EMBRAER, OUTRA VEZ
Há algum tempo atrás, escrevi nesta coluna (Aviões e calçados, leia aqui) que o sucesso da Embraer tinha causas bem justificáveis e que a indústria de calçados, bem que poderia aprender alguma coisa com os fabricantes de aviões. Voltei ao assunto, outro dia, em conversa com um industrial de calçados, citando o caso da Embraer como modelo para um método de gestão condizente com o terceiro milênio.
“A Embraer é Embraer e quem sou eu?” foi o argumento dele. Minha resposta foi no sentido de que Embraer é uma empresa e ele também representa uma empresa. A diferença está no porte dos dois. Mas os princípios de uma gestão moderna se aplicam sem distinção nos dois casos. E quais são estes princípios?
O primeiro deles é inovação. Nada no Universo é estático. Até nos, como pessoas, seres humanos, estamos em constante mudança e dependendo do caso de cada um, em constante evolução. Este princípio se aplica a cada modalidade da vida e de atividade.
Segundo princípio é evitar os desperdícios. Desperdícios de tudo – tempo, energia, materiais e até idéias. De tanto ver e aceitar passivamente os desperdícios, estes se tornam parte da paisagem ao ponto de não os vermos mais. Foi um destes desperdícios, invisíveis, mas pesados, que chamou a atenção dos executivos da Embraer e foi rapidamente modificado. Desperdício representado pelo giro excessivo de produtos imobilizados no processo produtivo.
De vinte e dois dias que eram necessários para montar um avião de grande porte este tempo foi reduzido para sete dias. Um jato da linha 170 ou 190 pode ter até 65.000 peças. Imaginem o volume de capital imobilizado pela operação demorada! – Como conseqüência desta mudança houve economia de 800 milhões de dólares em comparação com 2008. Eu sei que uma fábrica de calçados não opera com estoques deste porte, mas até hoje nenhum fabricante de calçados me conseguiu explicar porque tem estoque de matéria prima, de insumos e de embalagens em dobro comparado com o volume do faturamento mensal!
A produtividade na Embraer é cobrada com rigor, mas também é compensada com reconhecimento. As equipes são até distinguidas com medalhas, caso o desempenho justifique ouro, prata ou bronze. Pelo visto Olimpíadas fazem escola.

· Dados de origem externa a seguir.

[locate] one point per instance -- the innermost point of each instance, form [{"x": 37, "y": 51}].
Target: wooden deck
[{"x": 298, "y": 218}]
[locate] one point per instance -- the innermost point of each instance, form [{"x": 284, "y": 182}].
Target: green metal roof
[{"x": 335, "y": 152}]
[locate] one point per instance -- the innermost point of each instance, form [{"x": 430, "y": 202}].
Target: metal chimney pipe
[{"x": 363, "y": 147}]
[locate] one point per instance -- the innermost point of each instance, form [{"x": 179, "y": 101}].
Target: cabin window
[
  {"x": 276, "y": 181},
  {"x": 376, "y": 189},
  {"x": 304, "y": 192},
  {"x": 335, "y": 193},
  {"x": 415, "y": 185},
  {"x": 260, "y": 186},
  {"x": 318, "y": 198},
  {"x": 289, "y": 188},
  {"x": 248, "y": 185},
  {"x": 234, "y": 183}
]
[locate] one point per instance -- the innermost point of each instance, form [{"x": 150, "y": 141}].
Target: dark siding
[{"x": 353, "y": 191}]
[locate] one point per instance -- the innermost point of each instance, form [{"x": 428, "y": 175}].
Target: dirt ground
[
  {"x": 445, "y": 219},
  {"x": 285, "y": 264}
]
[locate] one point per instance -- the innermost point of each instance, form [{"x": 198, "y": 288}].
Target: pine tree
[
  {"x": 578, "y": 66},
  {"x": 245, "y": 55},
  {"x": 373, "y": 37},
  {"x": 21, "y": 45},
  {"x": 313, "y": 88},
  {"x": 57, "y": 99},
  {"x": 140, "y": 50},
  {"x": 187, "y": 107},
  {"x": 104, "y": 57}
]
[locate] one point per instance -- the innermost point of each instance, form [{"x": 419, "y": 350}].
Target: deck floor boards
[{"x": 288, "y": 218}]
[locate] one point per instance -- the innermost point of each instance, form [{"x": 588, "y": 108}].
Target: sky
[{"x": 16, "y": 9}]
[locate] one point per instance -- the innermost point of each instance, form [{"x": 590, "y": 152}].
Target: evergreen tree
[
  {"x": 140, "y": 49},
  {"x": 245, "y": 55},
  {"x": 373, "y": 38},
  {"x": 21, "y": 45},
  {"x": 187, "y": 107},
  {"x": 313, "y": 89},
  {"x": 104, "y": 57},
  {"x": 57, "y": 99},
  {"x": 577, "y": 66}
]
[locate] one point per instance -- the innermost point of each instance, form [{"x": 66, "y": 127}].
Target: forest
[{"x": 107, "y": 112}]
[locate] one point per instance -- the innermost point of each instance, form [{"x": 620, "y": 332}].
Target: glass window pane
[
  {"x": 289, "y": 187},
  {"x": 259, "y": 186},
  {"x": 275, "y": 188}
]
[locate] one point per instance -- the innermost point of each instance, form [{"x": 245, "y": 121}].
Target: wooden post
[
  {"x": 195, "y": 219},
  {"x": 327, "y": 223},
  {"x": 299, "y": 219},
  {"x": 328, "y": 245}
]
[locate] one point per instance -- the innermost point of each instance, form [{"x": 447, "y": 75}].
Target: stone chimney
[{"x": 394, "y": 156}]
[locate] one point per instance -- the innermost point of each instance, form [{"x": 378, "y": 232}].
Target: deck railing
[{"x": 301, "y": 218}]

Uma idéia recém introduzida pode ser aplicada com sucesso na indústria de calçados. Em muitas fábricas o departamento de vendas aceita mudanças de cores, de materiais, de cores de linhas de costura etc., que muitas vezes não são observadas pela produção causando problemas de qualidade e de entrega. Para construir um avião podem ser necessários até 60.000 desenhos. Imaginem a montanha de papeis a serem consultados e conferidos durante o processo de montagem. A Embraer está substituindo esta papelada toda por tablets de fácil consulta e contendo todos os dados, o que irá reduzir significativamente os erros. Porque não colocarmos tablet na mão de cada supervisor?
A rapidez da produção com as economias que isto traz, com supervisão facilitada, com um controle de qualidade instantâneo e eficiente, na hora, a indústria de calçados só pode ganhar. Já levei muitos empresários para conhecer uma fábrica em Nova Serrana, que produz calçados em oitenta minutos a partir das peças cortadas. Mas, cadê a coragem de implantar o sistema na própria fábrica? Saem encantados, mas na hora de introduzir o conceito na própria indústria, param ao primeiro obstáculo enfrentado.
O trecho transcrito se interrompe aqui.